Три дочери Евы — страница 14 из 72

Сны Пери становились все беспокойнее, все чаще она просыпалась от собственного крика. Спала она теперь при свете. Вычитав, что янтарь отгоняет злых духов, она стала держать у кровати янтарные бусы. Ничего не помогало. В страшных снах она видела школы, больше похожие на тюрьмы, и надзирателей, отчего-то очень напоминавших ее отца и мать. Ей снилось, что ее арестовывают за преступление, которого она не совершала, и теперь она сидит в застенках, покрытая собственными испражнениями и личинками мух, с обритой наголо головой. После таких кошмаров она просыпалась с бешено бьющимся сердцем и долго еще не могла понять, где находится.

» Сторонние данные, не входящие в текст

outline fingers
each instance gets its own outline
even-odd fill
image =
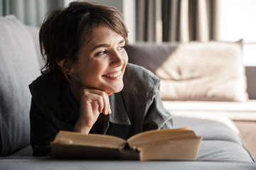
[[[110,98],[106,92],[97,89],[82,89],[81,94],[81,101],[85,102],[85,104],[90,104],[95,108],[94,103],[97,102],[100,113],[105,115],[111,113]]]

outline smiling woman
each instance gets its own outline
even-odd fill
[[[29,86],[34,156],[50,153],[60,130],[124,139],[172,128],[159,96],[159,79],[129,64],[128,30],[113,7],[72,2],[53,11],[39,33],[46,64]]]

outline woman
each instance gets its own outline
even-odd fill
[[[39,33],[46,65],[29,86],[34,156],[50,153],[59,130],[127,139],[173,128],[159,79],[127,64],[127,35],[122,13],[110,6],[72,2],[46,18]]]

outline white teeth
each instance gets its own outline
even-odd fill
[[[104,76],[107,76],[107,77],[114,78],[114,77],[119,76],[119,75],[121,75],[121,72],[119,72],[117,74],[112,74],[112,75],[104,75]]]

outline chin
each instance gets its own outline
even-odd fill
[[[123,88],[124,88],[124,84],[122,84],[120,86],[116,86],[115,88],[112,87],[108,89],[106,89],[105,91],[107,93],[110,93],[110,94],[115,94],[115,93],[120,92]]]

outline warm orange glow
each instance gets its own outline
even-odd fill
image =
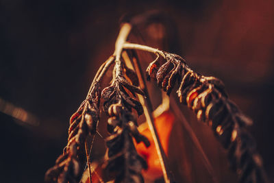
[[[219,135],[223,134],[223,130],[222,129],[222,126],[221,125],[217,126],[217,127],[216,128],[216,132],[219,134]]]
[[[234,130],[232,132],[231,141],[232,142],[234,141],[236,137],[237,137],[237,131],[236,130]]]
[[[167,111],[163,112],[154,120],[160,141],[164,152],[167,155],[169,136],[174,123],[174,116],[171,112]],[[142,175],[146,178],[155,180],[162,175],[162,172],[150,130],[147,123],[142,124],[138,130],[151,142],[151,146],[148,148],[143,143],[136,144],[138,152],[145,158],[149,166],[147,170],[143,171]]]

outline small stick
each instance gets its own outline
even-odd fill
[[[91,168],[90,168],[90,156],[88,151],[88,143],[86,143],[86,139],[85,141],[85,149],[86,149],[86,161],[88,162],[88,175],[90,178],[90,183],[91,183]]]

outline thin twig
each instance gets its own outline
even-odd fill
[[[91,183],[91,168],[90,168],[90,156],[88,151],[88,143],[86,143],[86,139],[85,141],[85,149],[86,149],[86,162],[88,166],[88,175],[90,178],[90,182]]]
[[[160,141],[159,136],[157,132],[156,127],[154,125],[153,117],[152,116],[153,113],[152,104],[150,101],[149,93],[147,89],[147,88],[146,86],[146,83],[145,82],[145,77],[141,71],[141,66],[140,64],[140,62],[137,59],[136,56],[132,59],[132,61],[139,80],[140,88],[145,93],[146,98],[145,98],[143,96],[140,95],[138,95],[138,96],[140,102],[142,103],[142,106],[144,108],[145,116],[147,119],[147,121],[149,125],[149,127],[151,131],[152,138],[153,139],[153,142],[156,147],[156,151],[158,155],[160,163],[161,164],[164,181],[166,183],[172,182],[173,180],[171,175],[171,171],[168,165],[166,156],[163,150],[161,143]]]

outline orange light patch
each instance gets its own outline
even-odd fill
[[[169,136],[174,123],[174,119],[173,114],[169,111],[164,112],[154,119],[160,141],[166,155],[169,149]],[[155,180],[162,175],[162,172],[152,136],[147,123],[140,125],[138,130],[142,135],[147,136],[151,143],[151,145],[147,148],[143,143],[137,145],[135,142],[137,151],[143,156],[148,164],[147,170],[144,170],[142,175],[148,179]]]

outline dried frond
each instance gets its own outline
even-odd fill
[[[128,69],[125,69],[127,73]],[[150,144],[138,131],[132,112],[133,108],[141,115],[143,113],[142,105],[130,94],[136,96],[137,93],[144,95],[144,93],[132,85],[122,75],[122,73],[116,75],[112,84],[102,91],[102,98],[105,100],[103,109],[110,117],[108,130],[111,133],[106,141],[108,159],[105,166],[110,174],[116,175],[114,182],[143,182],[141,171],[147,169],[147,165],[138,154],[132,138],[137,143],[143,142],[146,146]]]
[[[83,172],[85,141],[88,135],[95,135],[99,117],[101,89],[99,84],[104,73],[114,60],[112,56],[98,71],[86,99],[71,117],[68,143],[55,162],[55,165],[45,174],[47,182],[77,182]]]
[[[153,61],[147,69],[147,75],[156,80],[168,94],[178,81],[179,101],[192,110],[199,120],[212,127],[218,140],[228,149],[232,167],[241,182],[267,182],[256,143],[246,130],[252,121],[227,98],[223,82],[194,72],[175,54],[156,53],[160,53],[166,62],[156,66],[159,63]]]

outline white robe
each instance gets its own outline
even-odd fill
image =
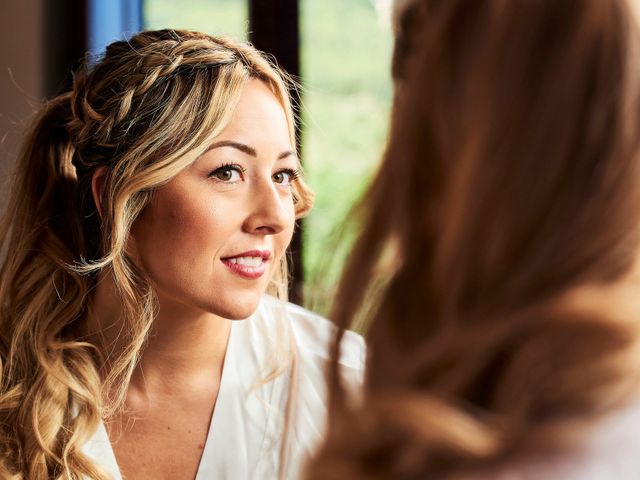
[[[220,390],[196,480],[277,478],[291,370],[267,383],[260,379],[272,358],[273,337],[279,331],[293,334],[298,369],[287,478],[298,478],[302,463],[322,438],[326,420],[324,374],[332,324],[297,305],[265,296],[250,318],[232,323]],[[348,384],[361,383],[364,362],[362,338],[347,332],[340,364]],[[84,445],[83,452],[114,480],[122,480],[103,424]]]

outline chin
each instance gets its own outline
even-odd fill
[[[261,298],[262,295],[256,295],[254,298],[239,298],[234,302],[225,302],[224,304],[216,303],[210,305],[207,310],[228,320],[245,320],[258,309]]]

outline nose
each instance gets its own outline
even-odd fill
[[[247,233],[275,235],[295,221],[291,214],[293,208],[287,208],[286,203],[291,202],[291,198],[278,191],[270,178],[256,185],[249,196],[251,208],[243,224]]]

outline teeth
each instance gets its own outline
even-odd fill
[[[230,258],[229,261],[245,267],[259,267],[262,264],[262,257],[235,257]]]

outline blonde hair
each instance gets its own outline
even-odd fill
[[[80,448],[122,405],[157,308],[127,255],[129,231],[154,189],[225,127],[250,78],[281,102],[295,146],[288,77],[250,45],[188,31],[111,44],[40,112],[0,230],[0,477],[105,478]],[[294,201],[297,216],[311,207],[302,180]],[[270,287],[281,298],[285,262]],[[105,359],[80,337],[100,271],[113,276],[126,328],[123,351]]]
[[[404,3],[390,140],[332,312],[369,322],[364,398],[345,400],[338,336],[311,479],[499,468],[638,391],[628,2]]]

Менсур очень изменился. Тот человек, который любил в душевной компании друзей петь грустные баллады или предаваться жарким политическим спорам, исчез безвозвратно. Теперь он предпочитал пить в одиночестве, и самыми верными его собутыльниками стали тишина и безмолвие. Он был так силен и крепок, что тело его не выказывало каких-либо внешних признаков недомогания, за исключением разве что кругов под глазами, темных полумесяцев на бледном небе.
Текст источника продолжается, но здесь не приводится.